Un groupe, une discographie, une histoire, un brasier, de grands déballages…La terre du Compas Direct n’avait pas tremblé aussi fort depuis l’effondrement de Konpa Kreyòl en 2005. Carimi, il y a un an, a soufflé sa note d’adieu. Ses lendemains s’apparentent à des secousses telluriques, appelées répliques dans le glossaire de sismologie.

Publié le 2017-08-08 | lenouvelliste.com

Après la tempête, la rencontre de deux espèces a lieu en terre étrangère. À Montréal. Vayb et Kaï, à vingt-quatre heures d’intervalle, se produisaient sur la scène extérieure de la Tohu, hôte du festival international de mizik kreyòl. Un premier rapprochement. De belles performances. Et le gros nerf se calme entre les principaux protagonistes du feu Carimi. Jusque-là, ils se détestaient cordialement. Le portrait de vilain personnage de Mickaël Guirand dressé par Carlo Vieux aurait pu embraser le legs laissé par Carimi si la réplique avait été aussi sanglante.

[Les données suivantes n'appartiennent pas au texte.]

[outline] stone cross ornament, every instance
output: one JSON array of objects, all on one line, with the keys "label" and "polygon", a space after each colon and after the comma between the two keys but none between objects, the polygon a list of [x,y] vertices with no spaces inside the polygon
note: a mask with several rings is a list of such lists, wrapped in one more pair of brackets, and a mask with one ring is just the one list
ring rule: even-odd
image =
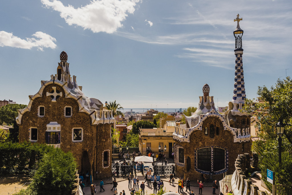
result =
[{"label": "stone cross ornament", "polygon": [[56,89],[56,87],[52,87],[52,88],[53,88],[53,90],[54,90],[54,92],[53,93],[50,93],[49,92],[47,92],[46,95],[47,96],[53,96],[53,97],[52,100],[52,101],[53,102],[55,102],[57,101],[56,99],[57,98],[57,96],[62,96],[63,94],[62,92],[60,93],[57,93],[57,90]]}]

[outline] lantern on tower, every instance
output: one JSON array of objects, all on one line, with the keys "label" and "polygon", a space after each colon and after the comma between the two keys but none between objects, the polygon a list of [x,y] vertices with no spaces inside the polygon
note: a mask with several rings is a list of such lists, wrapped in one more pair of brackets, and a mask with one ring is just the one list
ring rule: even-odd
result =
[{"label": "lantern on tower", "polygon": [[234,21],[237,22],[237,25],[236,28],[233,31],[233,35],[235,37],[235,49],[241,48],[242,48],[242,42],[241,40],[241,37],[243,34],[243,30],[240,28],[239,26],[239,22],[241,20],[242,20],[242,18],[239,18],[239,14],[238,13],[237,15],[237,17],[234,19]]}]

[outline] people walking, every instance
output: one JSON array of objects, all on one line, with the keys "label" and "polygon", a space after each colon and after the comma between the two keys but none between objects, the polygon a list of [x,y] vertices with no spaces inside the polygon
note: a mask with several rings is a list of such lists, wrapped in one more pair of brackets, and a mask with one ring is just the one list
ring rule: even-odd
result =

« J’ai démarré avec un nouveau projet (Vayb), Richard Cavé a le sien (Kaï), Carlo Vieux est heureux avec sa famille et fait de la musique à temps partiel…Nous coexistons », a tempéré Guirand dans les coulisses du festival. Cavé avait, lui, apporté une douce mélodie au concert des piques. Sa valse lente a le mérite d’éteindre les derniers foyers d’incendie. L’interprète de « Kansè » va jusqu’à apprécier, dit-il, la sagesse soudaine du désormais concurrent qu’est pour lui Michaël Guirand. Chacun dispute sa part du marché musical. À chacun aussi de gérer ses frustrations, a réagi la tête pensante de Kaï sur le portrait assassin que le remuant Carlo Vieux a dressé de Mickaël Guirand, leur associé d’une quinzaine d’années.

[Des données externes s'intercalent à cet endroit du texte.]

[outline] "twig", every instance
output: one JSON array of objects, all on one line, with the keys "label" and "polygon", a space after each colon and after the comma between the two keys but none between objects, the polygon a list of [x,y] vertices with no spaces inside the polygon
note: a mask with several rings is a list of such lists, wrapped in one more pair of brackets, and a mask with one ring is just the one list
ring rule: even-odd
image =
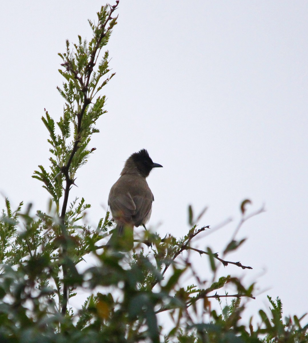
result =
[{"label": "twig", "polygon": [[[71,167],[72,162],[74,156],[78,149],[78,144],[80,141],[81,139],[81,137],[80,137],[80,133],[81,130],[81,125],[83,115],[87,107],[91,103],[91,99],[87,96],[88,92],[88,87],[89,83],[91,80],[91,75],[93,71],[93,68],[95,65],[94,60],[95,59],[95,55],[102,39],[106,35],[106,32],[105,32],[106,25],[107,25],[107,23],[112,19],[111,17],[112,13],[115,10],[118,3],[119,0],[117,0],[116,1],[115,5],[113,6],[109,5],[110,10],[109,15],[104,23],[102,25],[101,28],[102,33],[96,42],[95,46],[93,49],[91,54],[90,61],[86,67],[86,72],[85,73],[85,75],[86,76],[85,83],[84,82],[82,78],[78,76],[77,72],[72,67],[71,62],[69,59],[69,56],[67,56],[67,61],[62,64],[63,66],[66,67],[67,70],[71,72],[74,75],[75,79],[79,81],[81,90],[84,94],[83,104],[82,108],[80,111],[77,113],[76,115],[77,118],[77,127],[76,133],[76,138],[74,143],[73,149],[72,150],[67,163],[66,165],[62,167],[61,169],[61,171],[64,175],[65,178],[66,187],[64,192],[63,203],[62,205],[61,214],[60,216],[60,220],[61,222],[61,227],[62,234],[65,239],[66,242],[67,241],[68,236],[67,231],[65,226],[65,215],[66,213],[66,209],[67,207],[70,190],[71,189],[71,186],[74,183],[74,180],[72,180],[70,177],[70,168]],[[108,31],[110,27],[108,27],[107,31]],[[62,254],[63,256],[64,256],[67,253],[67,248],[66,245],[64,245],[63,246],[62,249]],[[68,298],[68,287],[65,281],[65,279],[67,276],[68,271],[65,263],[63,263],[62,265],[62,268],[64,281],[63,285],[63,299],[61,308],[61,313],[64,316],[66,313]]]},{"label": "twig", "polygon": [[[195,248],[192,248],[191,247],[186,247],[186,249],[193,250],[194,251],[197,251],[197,252],[199,252],[200,255],[202,255],[203,254],[205,254],[206,255],[210,255],[208,252],[207,252],[206,251],[204,251],[203,250],[200,250],[199,249],[196,249]],[[241,268],[243,269],[252,269],[251,267],[249,267],[246,265],[243,265],[240,262],[232,262],[230,261],[225,261],[224,260],[223,260],[221,258],[220,258],[218,257],[218,254],[217,252],[214,253],[213,254],[212,256],[214,258],[215,258],[216,260],[218,260],[218,261],[220,261],[220,262],[221,262],[225,267],[226,267],[229,263],[230,263],[230,264],[234,264],[235,265],[237,265],[238,267],[240,267]]]},{"label": "twig", "polygon": [[256,211],[255,212],[253,212],[252,213],[251,213],[249,215],[248,215],[245,217],[244,216],[242,216],[240,221],[239,223],[236,227],[236,228],[235,229],[234,233],[233,234],[233,235],[232,236],[231,240],[235,240],[235,236],[236,236],[237,233],[238,232],[239,229],[241,228],[241,227],[246,221],[248,220],[248,219],[251,218],[252,217],[254,217],[254,216],[257,215],[258,214],[260,214],[260,213],[261,213],[262,212],[265,212],[265,209],[264,208],[264,205],[263,204],[262,205],[262,207],[257,211]]}]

Richard Cavé préfère concéder sa part de responsabilité dans les tensions qui rongeaient Carimi que de condamner des propos peu élogieux à l’égard d’un ami, d’un ex-partenaire d’affaires. « Mickaël et moi avons causé du tort à Carlo. Nous étions réticents à aller voir son père, emporté par un cancer. Juste par peur », a expliqué Richard Cavé dans une interview accordée à l’animateur Guy Wéwé. La peur de voir mourir sous leurs yeux le géniteur d’un ami. D’un proche collaborateur. Dire que Richard Cavé a vécu les souffrances endurées par plusieurs de ses parents emportés par le cancer. Cette maladie lui a donc inspiré le titre d’une chanson à succès.

Un an après la dissolution de Carimi, les plaies se cicatrisent progressivement, a estimé Richard Cavé. Celui-ci voit en Mickaël Guirand un homme assagi. « L’homme ne change pas. Il s’adapte », philosophe le chanteur-compositeur-instrumentaliste de Kaï. « Michaël a depuis des semaines un discours apaisé, a-t-il poursuivi, sans vouloir donner un blanc-seing à celui qui est considéré comme la cause occasionnelle de la disparition de Carimi. Qu’il continue sur cette même lancée !»

Las des petites piques par médias interposés, Mickaël Guirand expédie, lui, un lumineux message pour venir à bout des dernières flammes : « Que nous nous attablions autour d’un verre ». Le temps de vider les contentieux tout en ingurgitant des pintes de bière. Sans aller à la limite de Socrates, le footballeur-médecin maestro du Brésil 82, qui buvait jusqu’à soixante pintes de bière au quotidien. Une réunion en perspective de K-Dans, la formation musicale qui liait, dans le temps, le trident de Carimi, pourrait être le podium qui prélasse dans les moites tiédeurs des ex-partenaires d’affaires. « Un beau jour, nous rirons ensemble sur un podium », prédit déjà Richard Cavé. Ils entonneront peut-être l’hymne à l’émotion pour oublier ces moments d’aveuglement ayant mené au harakiri de Carimi.